Henri-Georges Clouzot’s The Wages of Fear (1953) is one of those movies I cannot—and would not—deny the greatness of even without actually liking it very much personally. Gorgeous to look at and an undeniable masterpiece of suspense, the film simply isn’t my dish of tea. It’s a brilliant, though frankly overlong, exercise in filmmaking that creates a stunning portrait of a miserable corner of the world where risking your life for $2,000 by driving a truckload of nitroglycerin through mountainous terrain almost seems like a bargain. Even if you blow up, you’ll at least be out of this unconscionably cruel, impoverished environment.
The setup is simple. The American company, Southern Oil (note the initials), that controls what economy there is in this pocket of South America has an oil-well fire that needs putting out. To do this requires transporting nitroglycerin over 300 miles of bad roads in trucks without shock absorbers. Naturally, the oil folks aren’t going to take on this risk themselves, so hiring from the pool of local Europeans looking for exit money is the only reasonable course. The bulk of the film is constructed around the efforts of these drivers to get the explosives to the fire without blowing themselves up in the process. It’s a situation that allows Clouzot to stage an array of suspenseful set pieces of unusual tension—thanks to the precision of his filmmaking. It truly is a harrowing experience.

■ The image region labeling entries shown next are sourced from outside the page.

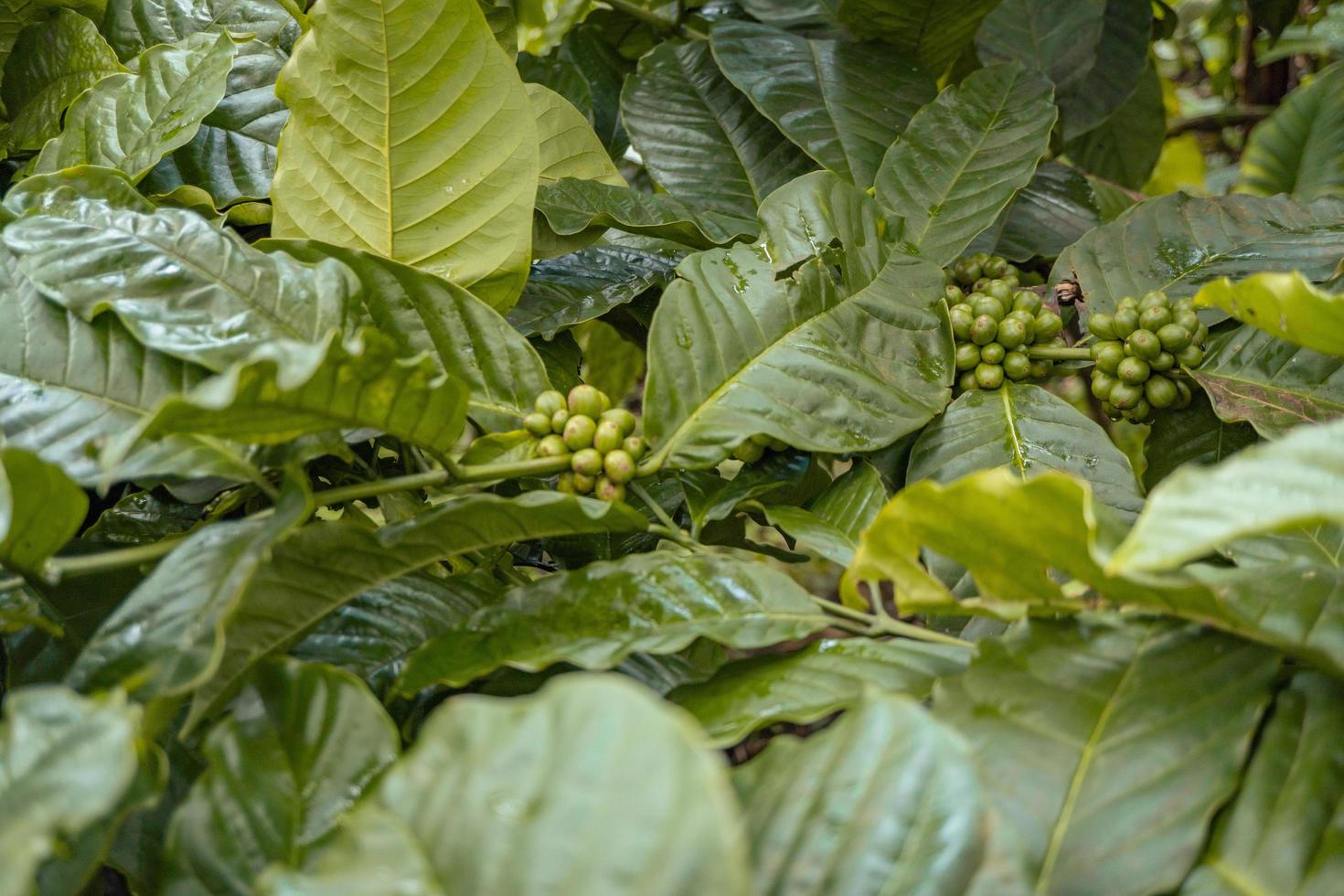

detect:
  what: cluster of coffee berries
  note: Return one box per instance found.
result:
[523,386,648,501]
[1087,293,1209,423]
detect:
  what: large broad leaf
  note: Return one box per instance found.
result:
[668,638,970,745]
[3,197,358,371]
[907,383,1144,513]
[712,20,937,189]
[621,40,812,218]
[272,0,538,310]
[537,178,761,249]
[0,250,252,484]
[1192,325,1344,438]
[934,619,1278,895]
[0,446,89,571]
[1195,268,1344,355]
[1180,673,1344,896]
[256,675,750,896]
[397,552,830,696]
[832,0,998,74]
[875,65,1056,264]
[644,174,952,469]
[1107,421,1344,571]
[0,9,126,152]
[188,492,649,727]
[0,687,141,896]
[37,32,238,180]
[261,240,551,430]
[166,659,400,896]
[102,0,298,59]
[1236,62,1344,198]
[738,690,987,896]
[68,489,309,699]
[976,0,1153,140]
[1050,194,1344,313]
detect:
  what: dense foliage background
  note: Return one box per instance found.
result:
[0,0,1344,896]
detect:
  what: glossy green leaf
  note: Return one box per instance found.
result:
[0,685,141,896]
[1180,673,1344,896]
[261,675,750,896]
[1050,194,1344,313]
[37,32,238,180]
[1195,268,1344,355]
[836,0,998,74]
[0,198,358,371]
[712,20,937,189]
[0,9,126,152]
[0,446,89,571]
[272,0,538,310]
[621,40,812,219]
[874,65,1055,264]
[1107,421,1344,571]
[1236,63,1344,200]
[187,492,649,727]
[260,240,551,430]
[68,489,309,699]
[537,178,761,249]
[165,659,400,896]
[1193,325,1344,438]
[644,175,952,469]
[907,383,1144,515]
[668,638,970,745]
[934,619,1278,895]
[397,552,829,696]
[738,690,987,896]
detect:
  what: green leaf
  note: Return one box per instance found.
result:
[1106,421,1344,572]
[836,0,998,74]
[187,492,649,728]
[166,659,400,896]
[527,83,626,187]
[0,245,252,485]
[537,177,761,249]
[934,619,1278,895]
[712,20,937,189]
[0,446,89,572]
[644,175,952,469]
[976,0,1153,140]
[1180,673,1344,896]
[1192,325,1344,438]
[37,32,238,181]
[102,0,298,60]
[907,383,1144,515]
[261,675,750,896]
[68,487,309,699]
[1195,268,1344,355]
[621,40,812,219]
[738,690,987,896]
[1050,194,1344,313]
[874,65,1055,264]
[1236,62,1344,200]
[1064,63,1167,189]
[0,9,126,152]
[272,0,538,310]
[260,240,551,430]
[0,197,358,371]
[0,685,141,896]
[397,552,829,696]
[668,638,970,762]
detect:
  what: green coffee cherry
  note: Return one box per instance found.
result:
[569,383,603,419]
[523,411,551,438]
[570,449,603,475]
[564,414,597,452]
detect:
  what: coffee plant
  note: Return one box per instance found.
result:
[0,0,1344,896]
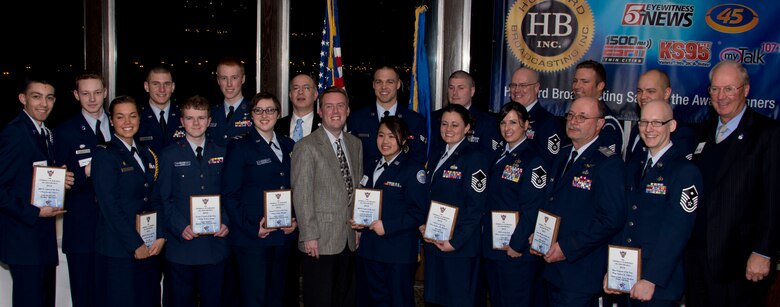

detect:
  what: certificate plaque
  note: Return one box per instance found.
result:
[135,211,157,248]
[190,195,222,235]
[531,209,561,254]
[263,190,292,229]
[490,211,520,249]
[352,189,382,226]
[607,245,642,293]
[423,201,458,240]
[30,166,67,208]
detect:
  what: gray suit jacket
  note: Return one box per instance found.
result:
[291,129,363,255]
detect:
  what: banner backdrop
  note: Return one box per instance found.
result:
[490,0,780,122]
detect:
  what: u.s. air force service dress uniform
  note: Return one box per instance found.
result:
[542,137,626,306]
[356,152,428,306]
[158,138,230,307]
[482,139,549,307]
[425,138,490,306]
[222,128,297,306]
[92,136,164,306]
[613,144,702,306]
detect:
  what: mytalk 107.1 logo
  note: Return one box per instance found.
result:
[704,3,758,34]
[505,0,596,72]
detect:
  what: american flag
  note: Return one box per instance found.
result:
[317,0,344,94]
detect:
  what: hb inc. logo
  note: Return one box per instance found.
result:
[505,0,596,72]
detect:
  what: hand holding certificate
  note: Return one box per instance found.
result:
[531,209,561,255]
[423,201,458,241]
[190,195,222,235]
[263,190,292,229]
[607,245,642,293]
[352,189,382,226]
[30,166,67,208]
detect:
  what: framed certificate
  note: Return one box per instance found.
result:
[263,190,292,229]
[30,166,67,208]
[135,211,157,248]
[423,201,458,240]
[607,245,642,293]
[531,209,561,254]
[490,211,520,249]
[190,195,222,235]
[352,188,382,226]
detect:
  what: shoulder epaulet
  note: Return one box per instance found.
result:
[599,146,615,157]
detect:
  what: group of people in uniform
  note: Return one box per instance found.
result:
[0,58,780,307]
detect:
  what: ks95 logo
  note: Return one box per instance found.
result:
[704,3,758,34]
[505,0,595,72]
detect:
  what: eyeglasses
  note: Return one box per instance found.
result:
[252,108,277,115]
[565,113,601,124]
[707,84,745,96]
[509,82,539,89]
[638,119,672,128]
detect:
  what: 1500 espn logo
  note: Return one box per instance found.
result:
[622,3,694,28]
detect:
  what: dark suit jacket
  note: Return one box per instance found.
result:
[274,111,322,138]
[222,128,294,246]
[53,112,113,254]
[135,102,184,152]
[693,107,780,281]
[157,139,230,265]
[92,137,165,258]
[208,97,252,147]
[291,127,363,255]
[0,111,59,265]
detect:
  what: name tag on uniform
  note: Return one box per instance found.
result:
[79,158,92,167]
[571,176,593,191]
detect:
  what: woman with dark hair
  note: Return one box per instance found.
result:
[420,104,490,306]
[350,116,428,306]
[482,102,549,307]
[222,92,297,306]
[91,96,165,306]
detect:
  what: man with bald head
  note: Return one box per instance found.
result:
[626,69,696,161]
[532,97,626,306]
[604,100,702,307]
[685,61,780,307]
[509,67,568,163]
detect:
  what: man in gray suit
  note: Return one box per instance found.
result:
[291,87,363,307]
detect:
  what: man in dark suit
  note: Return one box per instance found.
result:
[0,79,74,307]
[626,69,696,162]
[685,61,780,307]
[208,58,252,147]
[136,66,184,153]
[509,67,569,164]
[274,74,322,142]
[347,66,428,165]
[430,70,504,157]
[291,87,364,307]
[54,73,114,307]
[531,97,626,306]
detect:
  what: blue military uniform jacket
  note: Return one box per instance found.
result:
[135,102,184,152]
[0,111,59,265]
[613,144,702,300]
[347,104,428,168]
[53,113,113,254]
[542,137,626,293]
[208,97,252,147]
[157,138,230,265]
[430,104,504,155]
[92,137,164,258]
[222,129,294,246]
[482,139,550,261]
[425,139,490,257]
[358,153,428,263]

The rush to apply political undercurrents to the film is understandable—American big business and oil concerns make it inescapable. And there definitely is a political critique within the film. One look at the ruthless, militaristic manner in which the oil-company employees conduct themselves makes this undeniable. But when all is said and done, the film is essentially a suspense thriller about watching desperate men undertake an insanely dangerous mission. It’s this that gives the film its power far more than the political implications.